Na mesma época, foi publicada a Lei n° 10.637/2002, que em seu artigo 27 prevê que a operação de comércio exterior realizada mediante recursos de terceiro presume-se por conta e ordem deste. Esta mesma lei também passou a prever o ilícito objeto deste artigo, a ocultação de terceiros nas operações de comércio exterior, inclusive nos casos de interposição fraudulenta de terceiros,posteriormente regulado pelo artigo 23, inciso V e §§ 1 a 4° do Decreto-Lei n° 1455/1976.
Art 23. Consideram-se dano ao Erário as infrações relativas às mercadorias:
V – estrangeiras ou nacionais, na importação ou na exportação, na hipótese de ocultação do sujeito passivo, do real vendedor, comprador ou de responsável pela operação, mediante fraude ou simulação, inclusive a interposição fraudulenta de terceiros.
§ 1° O dano ao erário decorrente das infrações previstas no caput deste artigo será punido com a pena de perdimento das mercadorias.
§ 2° Presume-se interposição fraudulenta na operação de comércio exterior a não-comprovação da origem, disponibilidade e transferência dos recursos empregados.

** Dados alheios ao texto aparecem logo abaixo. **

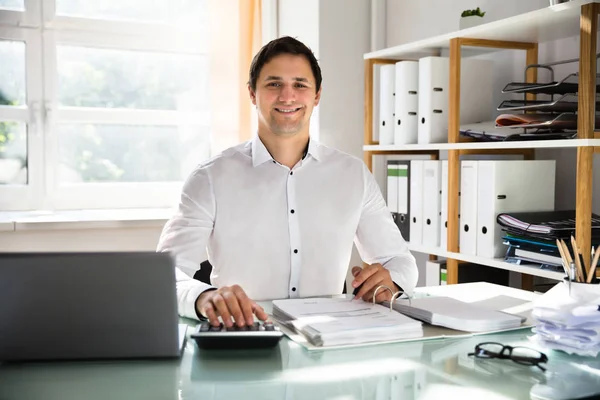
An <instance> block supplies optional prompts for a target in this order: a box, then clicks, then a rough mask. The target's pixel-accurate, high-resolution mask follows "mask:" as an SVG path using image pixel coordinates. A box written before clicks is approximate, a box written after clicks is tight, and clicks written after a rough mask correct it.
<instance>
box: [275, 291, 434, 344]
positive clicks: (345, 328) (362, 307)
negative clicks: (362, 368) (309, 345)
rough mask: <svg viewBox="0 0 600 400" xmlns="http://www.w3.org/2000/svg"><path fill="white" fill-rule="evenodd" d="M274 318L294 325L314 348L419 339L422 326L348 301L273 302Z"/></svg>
mask: <svg viewBox="0 0 600 400" xmlns="http://www.w3.org/2000/svg"><path fill="white" fill-rule="evenodd" d="M273 317H274V318H275V319H276V320H277V321H279V322H283V323H285V324H286V325H291V326H293V328H294V329H295V330H296V331H297V332H298V333H300V334H302V335H303V336H304V337H306V339H307V340H308V341H309V342H310V343H311V344H313V345H314V346H338V345H347V344H359V343H369V342H380V341H390V340H399V339H409V338H417V337H422V336H423V328H422V324H421V322H419V321H415V320H413V319H411V318H408V317H406V316H404V315H402V314H399V313H397V312H394V311H391V310H390V309H389V308H386V307H383V306H381V305H378V304H371V303H368V302H365V301H362V300H351V299H347V298H342V299H339V298H338V299H331V298H308V299H286V300H275V301H273Z"/></svg>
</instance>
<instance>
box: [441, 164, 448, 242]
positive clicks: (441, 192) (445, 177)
mask: <svg viewBox="0 0 600 400" xmlns="http://www.w3.org/2000/svg"><path fill="white" fill-rule="evenodd" d="M441 174H442V179H441V182H442V184H441V186H440V248H441V249H442V250H448V160H443V161H442V173H441Z"/></svg>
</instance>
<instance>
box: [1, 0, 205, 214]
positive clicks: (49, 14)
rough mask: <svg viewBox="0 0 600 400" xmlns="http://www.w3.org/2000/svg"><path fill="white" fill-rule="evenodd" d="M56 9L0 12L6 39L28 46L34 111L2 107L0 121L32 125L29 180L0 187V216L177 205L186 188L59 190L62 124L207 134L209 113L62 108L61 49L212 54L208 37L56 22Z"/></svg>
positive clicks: (170, 30)
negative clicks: (185, 131) (61, 133)
mask: <svg viewBox="0 0 600 400" xmlns="http://www.w3.org/2000/svg"><path fill="white" fill-rule="evenodd" d="M54 5H55V1H54V0H26V11H25V12H12V11H4V10H2V11H0V40H2V39H7V40H22V41H26V45H27V60H26V69H27V71H26V74H27V75H26V76H27V107H2V108H0V120H2V118H4V120H16V121H19V122H26V123H28V175H29V181H28V185H20V186H19V185H5V186H0V211H4V210H28V209H85V208H89V209H92V208H146V207H153V208H157V207H172V206H174V205H175V204H176V201H177V199H178V197H179V194H180V190H181V186H182V184H183V182H148V183H146V182H134V183H125V182H114V183H110V182H107V183H79V184H64V183H62V184H59V182H58V179H57V178H58V167H59V159H58V150H59V149H58V137H57V132H56V124H57V123H59V122H60V123H75V122H78V123H96V124H125V125H129V124H131V125H158V126H178V125H182V124H183V125H190V124H193V125H197V126H204V127H206V126H207V124H208V121H209V117H208V112H193V113H191V112H190V113H183V112H179V111H168V110H158V111H154V110H123V109H114V110H113V109H95V108H91V107H90V108H78V107H58V102H57V92H56V89H57V88H56V83H57V79H58V72H57V62H56V61H57V59H56V50H57V46H60V45H74V46H83V47H95V48H107V49H115V50H133V51H148V52H160V53H175V54H183V55H190V54H192V55H206V54H207V53H208V48H203V45H202V41H200V40H198V37H199V34H200V33H201V32H202V31H201V30H200V29H198V27H195V28H188V29H181V28H169V27H167V26H164V25H162V24H152V23H137V22H122V21H109V20H97V19H90V18H78V17H66V16H55V12H54V10H55V8H54ZM5 26H6V27H5ZM32 28H34V29H32ZM207 46H208V45H207V44H205V45H204V47H207ZM199 161H201V160H199Z"/></svg>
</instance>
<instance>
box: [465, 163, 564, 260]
mask: <svg viewBox="0 0 600 400" xmlns="http://www.w3.org/2000/svg"><path fill="white" fill-rule="evenodd" d="M477 175H478V194H477V203H478V205H477V255H478V256H482V257H490V258H497V257H503V256H504V254H505V253H506V246H504V245H503V244H502V236H503V234H504V232H503V231H502V228H501V227H500V225H499V224H498V223H497V222H496V217H497V216H498V214H500V213H503V212H528V211H553V210H554V189H555V176H556V161H555V160H502V161H498V160H482V161H479V166H478V171H477Z"/></svg>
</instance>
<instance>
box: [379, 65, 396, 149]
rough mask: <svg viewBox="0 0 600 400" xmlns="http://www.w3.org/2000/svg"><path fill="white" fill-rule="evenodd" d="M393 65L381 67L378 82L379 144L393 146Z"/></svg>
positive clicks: (382, 65)
mask: <svg viewBox="0 0 600 400" xmlns="http://www.w3.org/2000/svg"><path fill="white" fill-rule="evenodd" d="M395 74H396V66H395V65H394V64H389V65H382V66H381V69H380V77H381V79H380V80H379V144H394V125H393V124H394V89H395V87H394V76H395Z"/></svg>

§ 3° As infrações previstas no caput serão punidas com multa equivalente ao valor aduaneiro da mercadoria, na importação, ou ao preço constante da respectiva nota fiscal ou documento equivalente, na exportação, quando a mercadoria não for localizada, ou tiver sido consumida ou revendida, observados o rito e as competências estabelecidos no Decreto n o 70.235, de 6 de março de 1972.
§ 4° O disposto no § 3° não impede a apreensão da mercadoria nos casos previstos no inciso I ou quando for proibida sua importação, consumo ou circulação no território nacional.
Além disso, a fim de coibir a presunção da interposição fraudulenta do § 2° do inciso V do artigo supratranscrito, o artigo 60 da Lei n° 10.637/2002 instituiu a penalidade de inaptidão do Cadastro Nacional de Pessoas Jurídicas, a quem não comprove a origem, disponibilidade e transferência dos recursos empregados. Tal medida tem sido utilizada pela Receita Federal indiscriminadamente, atingindo muitas empresas lícitas que são consideradas como laranja sem justificativas suficientes.
Dando sequência aos esforços no combate à fraude das operações de comércio exterior, resultando em uma segunda modalidade de importação, qual seja, a importação por conta e ordem de terceiros.
Assim, ou a empresa realizava a importação para si própria (importação direta) ou contratava um terceiro, prestador de serviço, para lidar com os trâmites aduaneiros de importação que seria financiada pelo próprio adquirente da mercadoria.
Posteriormente, mais uma modalidade de importação foi criada, a chamada “importação por encomenda”, definida pela Lei n° 11281/2006, que, em síntese, é aquela em que o importador adquire, com seus próprios recursos, a propriedade da mercadoria importada, que, uma vez nacionalizada, são revendidas ao encomendante predeterminado.